But I also want you to know that recovery is possible even when the policy environment is not optimal. It is harder, yes. The deck is stacked in ways that are unjust. But people are finding their way to sobriety every single day in Colorado, building lives of meaning and connection despite everything working against them.

Part of what helps is finding community. That is why we do what we do at Sober Outdoors. Getting outside, moving your body, connecting with other people who understand the journey, these things matter. They do not replace treatment, but they create the conditions where healing becomes more possible.

And if you have lost someone to this crisis, I am so sorry. There are no words that make that kind of loss easier. But your grief is not something to carry alone. The recovery community in Denver and across Colorado includes many people who understand that particular heartbreak. Reaching out is not weakness. It is wisdom.

Where Do We Go From Here

Colorado is at a crossroads. The data suggests that the current approach is not working, and that continuing on this path may cost more lives. But policy change is slow, and the political dynamics around drug laws are complicated. Some lawmakers genuinely believe that the felony law needs more time to show results.

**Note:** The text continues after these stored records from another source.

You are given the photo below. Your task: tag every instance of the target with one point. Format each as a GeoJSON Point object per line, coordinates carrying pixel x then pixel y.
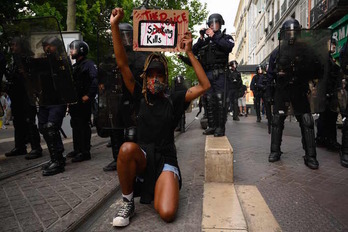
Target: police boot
{"type": "Point", "coordinates": [34, 137]}
{"type": "Point", "coordinates": [16, 152]}
{"type": "Point", "coordinates": [221, 116]}
{"type": "Point", "coordinates": [308, 141]}
{"type": "Point", "coordinates": [210, 115]}
{"type": "Point", "coordinates": [57, 162]}
{"type": "Point", "coordinates": [235, 109]}
{"type": "Point", "coordinates": [117, 139]}
{"type": "Point", "coordinates": [276, 137]}
{"type": "Point", "coordinates": [344, 146]}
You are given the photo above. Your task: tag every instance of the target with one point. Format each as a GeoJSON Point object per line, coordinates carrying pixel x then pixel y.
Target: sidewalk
{"type": "Point", "coordinates": [299, 198]}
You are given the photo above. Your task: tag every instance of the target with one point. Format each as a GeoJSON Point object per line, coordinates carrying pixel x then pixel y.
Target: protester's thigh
{"type": "Point", "coordinates": [167, 194]}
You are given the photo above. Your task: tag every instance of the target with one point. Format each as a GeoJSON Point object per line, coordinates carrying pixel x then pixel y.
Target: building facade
{"type": "Point", "coordinates": [258, 22]}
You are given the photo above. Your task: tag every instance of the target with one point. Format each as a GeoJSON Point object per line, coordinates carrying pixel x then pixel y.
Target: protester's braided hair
{"type": "Point", "coordinates": [153, 56]}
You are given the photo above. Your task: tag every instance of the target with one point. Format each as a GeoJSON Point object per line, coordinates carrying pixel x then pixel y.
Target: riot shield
{"type": "Point", "coordinates": [302, 65]}
{"type": "Point", "coordinates": [39, 59]}
{"type": "Point", "coordinates": [110, 91]}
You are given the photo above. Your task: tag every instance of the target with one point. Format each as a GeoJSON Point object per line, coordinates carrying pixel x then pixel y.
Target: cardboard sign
{"type": "Point", "coordinates": [159, 30]}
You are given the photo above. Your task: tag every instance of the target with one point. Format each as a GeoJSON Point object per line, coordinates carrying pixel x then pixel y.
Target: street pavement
{"type": "Point", "coordinates": [300, 199]}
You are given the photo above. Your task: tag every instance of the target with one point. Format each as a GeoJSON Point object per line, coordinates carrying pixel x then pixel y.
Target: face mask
{"type": "Point", "coordinates": [155, 86]}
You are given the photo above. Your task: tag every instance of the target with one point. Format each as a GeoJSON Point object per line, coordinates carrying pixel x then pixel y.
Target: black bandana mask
{"type": "Point", "coordinates": [154, 86]}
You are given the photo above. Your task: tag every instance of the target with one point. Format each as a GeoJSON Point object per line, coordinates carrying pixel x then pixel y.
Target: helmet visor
{"type": "Point", "coordinates": [127, 38]}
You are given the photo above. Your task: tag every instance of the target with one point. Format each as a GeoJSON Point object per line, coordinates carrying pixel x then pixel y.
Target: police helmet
{"type": "Point", "coordinates": [52, 44]}
{"type": "Point", "coordinates": [334, 40]}
{"type": "Point", "coordinates": [81, 48]}
{"type": "Point", "coordinates": [126, 30]}
{"type": "Point", "coordinates": [215, 17]}
{"type": "Point", "coordinates": [179, 80]}
{"type": "Point", "coordinates": [258, 68]}
{"type": "Point", "coordinates": [233, 63]}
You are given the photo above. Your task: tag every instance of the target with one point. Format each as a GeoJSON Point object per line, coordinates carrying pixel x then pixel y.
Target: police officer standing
{"type": "Point", "coordinates": [86, 84]}
{"type": "Point", "coordinates": [235, 83]}
{"type": "Point", "coordinates": [257, 88]}
{"type": "Point", "coordinates": [212, 52]}
{"type": "Point", "coordinates": [292, 89]}
{"type": "Point", "coordinates": [23, 113]}
{"type": "Point", "coordinates": [51, 117]}
{"type": "Point", "coordinates": [127, 119]}
{"type": "Point", "coordinates": [326, 123]}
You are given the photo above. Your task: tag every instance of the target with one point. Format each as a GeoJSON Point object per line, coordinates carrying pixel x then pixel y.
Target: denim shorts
{"type": "Point", "coordinates": [168, 167]}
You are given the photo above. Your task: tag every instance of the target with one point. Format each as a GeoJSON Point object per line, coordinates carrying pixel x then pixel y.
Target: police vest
{"type": "Point", "coordinates": [212, 57]}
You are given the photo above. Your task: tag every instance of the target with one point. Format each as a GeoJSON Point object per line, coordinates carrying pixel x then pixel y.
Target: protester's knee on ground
{"type": "Point", "coordinates": [308, 121]}
{"type": "Point", "coordinates": [167, 215]}
{"type": "Point", "coordinates": [126, 151]}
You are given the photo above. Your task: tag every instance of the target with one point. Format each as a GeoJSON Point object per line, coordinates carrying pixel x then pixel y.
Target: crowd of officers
{"type": "Point", "coordinates": [227, 89]}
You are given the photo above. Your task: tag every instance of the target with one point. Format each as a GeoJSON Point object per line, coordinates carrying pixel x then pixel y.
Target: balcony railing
{"type": "Point", "coordinates": [322, 8]}
{"type": "Point", "coordinates": [276, 17]}
{"type": "Point", "coordinates": [283, 8]}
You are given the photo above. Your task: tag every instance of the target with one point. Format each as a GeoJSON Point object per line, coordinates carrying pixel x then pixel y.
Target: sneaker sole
{"type": "Point", "coordinates": [119, 223]}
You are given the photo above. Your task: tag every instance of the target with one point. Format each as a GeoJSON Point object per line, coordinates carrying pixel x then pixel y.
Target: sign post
{"type": "Point", "coordinates": [159, 30]}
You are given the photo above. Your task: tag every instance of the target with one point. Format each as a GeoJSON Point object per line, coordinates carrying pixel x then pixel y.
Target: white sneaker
{"type": "Point", "coordinates": [124, 214]}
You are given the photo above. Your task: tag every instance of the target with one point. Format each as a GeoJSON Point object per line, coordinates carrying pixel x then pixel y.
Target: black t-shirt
{"type": "Point", "coordinates": [157, 121]}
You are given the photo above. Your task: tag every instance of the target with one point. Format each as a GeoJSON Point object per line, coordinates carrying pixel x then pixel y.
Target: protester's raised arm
{"type": "Point", "coordinates": [204, 83]}
{"type": "Point", "coordinates": [120, 53]}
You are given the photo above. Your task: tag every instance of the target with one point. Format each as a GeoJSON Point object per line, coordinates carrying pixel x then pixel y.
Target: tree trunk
{"type": "Point", "coordinates": [71, 16]}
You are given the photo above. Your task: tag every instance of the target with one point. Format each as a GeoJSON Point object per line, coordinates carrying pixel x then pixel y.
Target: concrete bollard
{"type": "Point", "coordinates": [218, 160]}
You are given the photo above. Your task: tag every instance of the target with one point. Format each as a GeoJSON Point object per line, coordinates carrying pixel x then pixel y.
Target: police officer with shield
{"type": "Point", "coordinates": [235, 83]}
{"type": "Point", "coordinates": [123, 128]}
{"type": "Point", "coordinates": [86, 84]}
{"type": "Point", "coordinates": [50, 117]}
{"type": "Point", "coordinates": [291, 76]}
{"type": "Point", "coordinates": [212, 52]}
{"type": "Point", "coordinates": [24, 114]}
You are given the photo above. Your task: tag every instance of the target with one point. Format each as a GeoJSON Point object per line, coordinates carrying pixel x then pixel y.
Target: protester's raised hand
{"type": "Point", "coordinates": [187, 41]}
{"type": "Point", "coordinates": [116, 16]}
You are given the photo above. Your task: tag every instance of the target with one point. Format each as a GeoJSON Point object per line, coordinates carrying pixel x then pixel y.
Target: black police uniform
{"type": "Point", "coordinates": [86, 84]}
{"type": "Point", "coordinates": [51, 117]}
{"type": "Point", "coordinates": [128, 134]}
{"type": "Point", "coordinates": [24, 114]}
{"type": "Point", "coordinates": [213, 55]}
{"type": "Point", "coordinates": [235, 83]}
{"type": "Point", "coordinates": [294, 91]}
{"type": "Point", "coordinates": [261, 87]}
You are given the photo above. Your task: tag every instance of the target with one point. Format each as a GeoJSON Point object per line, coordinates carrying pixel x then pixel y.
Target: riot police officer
{"type": "Point", "coordinates": [23, 113]}
{"type": "Point", "coordinates": [212, 52]}
{"type": "Point", "coordinates": [326, 123]}
{"type": "Point", "coordinates": [86, 84]}
{"type": "Point", "coordinates": [127, 133]}
{"type": "Point", "coordinates": [235, 83]}
{"type": "Point", "coordinates": [292, 89]}
{"type": "Point", "coordinates": [261, 87]}
{"type": "Point", "coordinates": [51, 117]}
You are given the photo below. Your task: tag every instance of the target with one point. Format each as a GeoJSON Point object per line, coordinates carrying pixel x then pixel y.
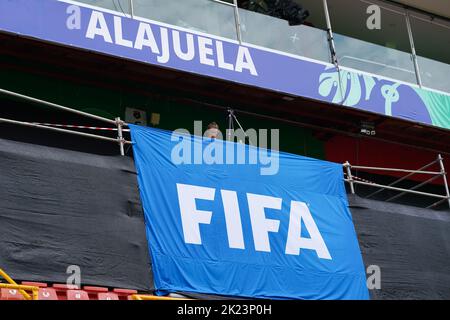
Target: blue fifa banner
{"type": "Point", "coordinates": [231, 219]}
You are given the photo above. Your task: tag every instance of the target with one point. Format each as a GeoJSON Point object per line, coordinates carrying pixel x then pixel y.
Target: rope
{"type": "Point", "coordinates": [78, 126]}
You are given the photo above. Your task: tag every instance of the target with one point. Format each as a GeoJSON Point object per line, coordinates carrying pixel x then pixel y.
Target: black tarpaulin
{"type": "Point", "coordinates": [410, 245]}
{"type": "Point", "coordinates": [60, 208]}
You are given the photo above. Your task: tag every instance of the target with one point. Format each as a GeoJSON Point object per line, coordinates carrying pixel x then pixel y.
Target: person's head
{"type": "Point", "coordinates": [213, 130]}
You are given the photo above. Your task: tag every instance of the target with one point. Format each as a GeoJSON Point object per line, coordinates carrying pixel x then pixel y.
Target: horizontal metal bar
{"type": "Point", "coordinates": [88, 135]}
{"type": "Point", "coordinates": [436, 204]}
{"type": "Point", "coordinates": [403, 178]}
{"type": "Point", "coordinates": [375, 185]}
{"type": "Point", "coordinates": [394, 170]}
{"type": "Point", "coordinates": [56, 106]}
{"type": "Point", "coordinates": [225, 3]}
{"type": "Point", "coordinates": [413, 188]}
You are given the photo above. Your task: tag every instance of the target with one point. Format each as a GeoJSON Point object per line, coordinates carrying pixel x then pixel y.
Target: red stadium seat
{"type": "Point", "coordinates": [94, 291]}
{"type": "Point", "coordinates": [124, 293]}
{"type": "Point", "coordinates": [10, 294]}
{"type": "Point", "coordinates": [61, 290]}
{"type": "Point", "coordinates": [77, 295]}
{"type": "Point", "coordinates": [108, 296]}
{"type": "Point", "coordinates": [35, 284]}
{"type": "Point", "coordinates": [47, 294]}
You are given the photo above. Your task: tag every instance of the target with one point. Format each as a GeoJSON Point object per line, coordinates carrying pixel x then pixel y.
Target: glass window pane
{"type": "Point", "coordinates": [116, 5]}
{"type": "Point", "coordinates": [200, 15]}
{"type": "Point", "coordinates": [308, 39]}
{"type": "Point", "coordinates": [385, 51]}
{"type": "Point", "coordinates": [432, 42]}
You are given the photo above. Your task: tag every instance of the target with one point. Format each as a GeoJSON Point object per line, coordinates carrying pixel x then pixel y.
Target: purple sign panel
{"type": "Point", "coordinates": [75, 24]}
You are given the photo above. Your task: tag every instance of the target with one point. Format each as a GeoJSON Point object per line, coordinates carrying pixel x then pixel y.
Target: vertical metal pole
{"type": "Point", "coordinates": [120, 135]}
{"type": "Point", "coordinates": [441, 163]}
{"type": "Point", "coordinates": [330, 33]}
{"type": "Point", "coordinates": [413, 48]}
{"type": "Point", "coordinates": [237, 21]}
{"type": "Point", "coordinates": [132, 8]}
{"type": "Point", "coordinates": [350, 177]}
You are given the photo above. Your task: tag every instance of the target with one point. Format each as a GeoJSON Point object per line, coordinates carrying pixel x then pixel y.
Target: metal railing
{"type": "Point", "coordinates": [116, 122]}
{"type": "Point", "coordinates": [153, 298]}
{"type": "Point", "coordinates": [352, 180]}
{"type": "Point", "coordinates": [22, 289]}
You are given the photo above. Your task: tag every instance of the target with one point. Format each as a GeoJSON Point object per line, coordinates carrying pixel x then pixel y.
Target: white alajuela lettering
{"type": "Point", "coordinates": [164, 58]}
{"type": "Point", "coordinates": [300, 212]}
{"type": "Point", "coordinates": [98, 27]}
{"type": "Point", "coordinates": [146, 38]}
{"type": "Point", "coordinates": [191, 218]}
{"type": "Point", "coordinates": [118, 34]}
{"type": "Point", "coordinates": [221, 57]}
{"type": "Point", "coordinates": [205, 50]}
{"type": "Point", "coordinates": [190, 50]}
{"type": "Point", "coordinates": [211, 52]}
{"type": "Point", "coordinates": [244, 61]}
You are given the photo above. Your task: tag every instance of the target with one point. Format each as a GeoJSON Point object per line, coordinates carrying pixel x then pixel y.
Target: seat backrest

Others are starting to question whether a different approach might be more effective.

What seems clear is that supply side interventions alone are not enough. The national data shows that even as fentanyl remained prevalent in the drug supply, deaths dropped dramatically in states that invested in treatment access, naloxone distribution, and other harm reduction strategies. Colorado could follow that path, but it would require acknowledging that the felony law may have been a mistake, and that is politically difficult.

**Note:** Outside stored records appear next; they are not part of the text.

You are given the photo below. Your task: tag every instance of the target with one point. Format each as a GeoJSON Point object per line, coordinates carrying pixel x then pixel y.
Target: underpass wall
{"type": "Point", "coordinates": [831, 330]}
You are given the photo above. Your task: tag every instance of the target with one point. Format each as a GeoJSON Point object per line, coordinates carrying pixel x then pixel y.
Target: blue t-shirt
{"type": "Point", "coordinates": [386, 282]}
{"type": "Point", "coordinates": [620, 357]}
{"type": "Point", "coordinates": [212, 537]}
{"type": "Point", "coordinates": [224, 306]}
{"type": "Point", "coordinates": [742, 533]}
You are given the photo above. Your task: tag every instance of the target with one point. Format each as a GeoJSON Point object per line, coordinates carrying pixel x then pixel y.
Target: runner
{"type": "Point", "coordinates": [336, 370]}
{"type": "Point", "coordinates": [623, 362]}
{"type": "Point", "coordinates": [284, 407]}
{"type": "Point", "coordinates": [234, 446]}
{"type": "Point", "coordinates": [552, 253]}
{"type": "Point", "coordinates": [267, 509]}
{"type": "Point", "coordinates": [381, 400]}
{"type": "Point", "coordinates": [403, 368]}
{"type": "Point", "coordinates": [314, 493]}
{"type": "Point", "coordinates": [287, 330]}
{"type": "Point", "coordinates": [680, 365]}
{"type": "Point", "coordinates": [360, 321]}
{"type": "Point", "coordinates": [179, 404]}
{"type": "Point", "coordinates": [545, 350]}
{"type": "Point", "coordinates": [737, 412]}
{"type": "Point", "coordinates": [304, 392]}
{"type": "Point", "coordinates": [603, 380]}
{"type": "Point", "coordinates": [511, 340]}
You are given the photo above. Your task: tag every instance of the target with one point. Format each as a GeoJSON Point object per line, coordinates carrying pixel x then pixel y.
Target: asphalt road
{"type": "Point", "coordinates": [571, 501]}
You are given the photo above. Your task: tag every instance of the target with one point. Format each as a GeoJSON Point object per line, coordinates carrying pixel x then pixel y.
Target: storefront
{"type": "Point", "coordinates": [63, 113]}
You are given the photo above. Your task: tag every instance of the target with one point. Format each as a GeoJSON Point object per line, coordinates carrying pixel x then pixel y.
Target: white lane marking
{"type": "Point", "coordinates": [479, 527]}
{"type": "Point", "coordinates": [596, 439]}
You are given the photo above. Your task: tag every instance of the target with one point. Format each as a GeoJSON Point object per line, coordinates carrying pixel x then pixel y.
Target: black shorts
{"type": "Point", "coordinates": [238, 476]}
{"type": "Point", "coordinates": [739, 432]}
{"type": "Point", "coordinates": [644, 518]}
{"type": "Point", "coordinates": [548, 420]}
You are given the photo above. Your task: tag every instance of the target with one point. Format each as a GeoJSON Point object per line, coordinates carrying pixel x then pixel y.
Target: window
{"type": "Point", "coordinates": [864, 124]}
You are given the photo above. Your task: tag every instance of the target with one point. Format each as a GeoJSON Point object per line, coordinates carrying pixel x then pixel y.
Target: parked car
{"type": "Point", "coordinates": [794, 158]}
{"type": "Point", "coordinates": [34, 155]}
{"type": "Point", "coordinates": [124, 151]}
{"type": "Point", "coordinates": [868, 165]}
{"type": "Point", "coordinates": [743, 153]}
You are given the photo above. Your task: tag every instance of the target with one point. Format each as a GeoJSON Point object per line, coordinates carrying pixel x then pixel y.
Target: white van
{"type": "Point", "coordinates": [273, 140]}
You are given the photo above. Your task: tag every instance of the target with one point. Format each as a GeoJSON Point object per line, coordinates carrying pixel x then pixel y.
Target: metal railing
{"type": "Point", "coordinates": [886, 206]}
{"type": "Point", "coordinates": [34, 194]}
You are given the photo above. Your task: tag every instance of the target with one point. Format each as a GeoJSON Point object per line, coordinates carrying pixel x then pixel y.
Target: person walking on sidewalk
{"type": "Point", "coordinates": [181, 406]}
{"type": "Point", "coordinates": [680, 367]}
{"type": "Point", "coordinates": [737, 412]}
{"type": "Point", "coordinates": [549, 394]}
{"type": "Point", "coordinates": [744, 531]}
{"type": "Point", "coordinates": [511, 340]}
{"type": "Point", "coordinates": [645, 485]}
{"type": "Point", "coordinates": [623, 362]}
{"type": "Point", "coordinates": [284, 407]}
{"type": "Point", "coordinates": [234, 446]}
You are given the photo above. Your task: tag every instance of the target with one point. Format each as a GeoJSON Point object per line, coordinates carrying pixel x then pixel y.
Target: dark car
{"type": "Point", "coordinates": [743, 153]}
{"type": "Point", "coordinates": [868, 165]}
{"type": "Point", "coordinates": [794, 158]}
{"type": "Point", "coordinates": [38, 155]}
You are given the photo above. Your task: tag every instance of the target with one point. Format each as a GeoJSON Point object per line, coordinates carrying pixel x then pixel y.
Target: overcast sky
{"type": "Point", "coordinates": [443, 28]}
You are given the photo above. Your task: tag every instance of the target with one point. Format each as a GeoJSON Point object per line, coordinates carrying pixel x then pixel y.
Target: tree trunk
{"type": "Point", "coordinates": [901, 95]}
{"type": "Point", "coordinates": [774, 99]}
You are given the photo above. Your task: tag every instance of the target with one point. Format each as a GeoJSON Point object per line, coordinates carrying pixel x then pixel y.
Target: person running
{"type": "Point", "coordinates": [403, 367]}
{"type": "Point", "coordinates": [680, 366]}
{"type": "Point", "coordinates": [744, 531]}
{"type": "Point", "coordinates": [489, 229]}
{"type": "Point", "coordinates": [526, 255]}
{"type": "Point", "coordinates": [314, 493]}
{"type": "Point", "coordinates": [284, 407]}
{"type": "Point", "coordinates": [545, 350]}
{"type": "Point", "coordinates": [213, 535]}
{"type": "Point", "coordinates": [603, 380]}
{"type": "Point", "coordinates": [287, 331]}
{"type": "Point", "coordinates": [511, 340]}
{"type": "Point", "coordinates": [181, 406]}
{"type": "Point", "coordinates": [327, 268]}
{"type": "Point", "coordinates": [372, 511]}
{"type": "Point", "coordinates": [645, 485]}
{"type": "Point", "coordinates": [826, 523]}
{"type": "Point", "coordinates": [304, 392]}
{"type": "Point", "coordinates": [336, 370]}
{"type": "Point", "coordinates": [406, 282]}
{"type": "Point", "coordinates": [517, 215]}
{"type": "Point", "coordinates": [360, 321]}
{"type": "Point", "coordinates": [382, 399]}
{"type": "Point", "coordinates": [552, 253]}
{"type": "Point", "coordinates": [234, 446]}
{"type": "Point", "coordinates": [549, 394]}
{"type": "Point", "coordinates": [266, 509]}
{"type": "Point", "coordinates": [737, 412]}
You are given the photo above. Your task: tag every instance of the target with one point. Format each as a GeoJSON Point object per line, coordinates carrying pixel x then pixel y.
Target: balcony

For now, those of us in the recovery community can focus on what we can control. We can support each other. We can carry naloxone and learn how to use it. We can advocate for treatment access and against policies that isolate people from the help they need. We can tell our stories, because stories have a way of changing minds that statistics alone cannot.

The mountains are still there. The trails are still open. The community is still here. Whatever happens in the Capitol, whatever the numbers do next year, those things remain true. And sometimes, when everything else feels uncertain, that is enough to hold onto.

If you are looking for connection, for a place where you belong, for people who will walk beside you on this journey, I hope you will consider joining us. We meet outside, we move our bodies, we breathe mountain air, and we remind each other that recovery is not something you do alone. It is something you build together, one step at a time, one day at a time, surrounded by people who understand.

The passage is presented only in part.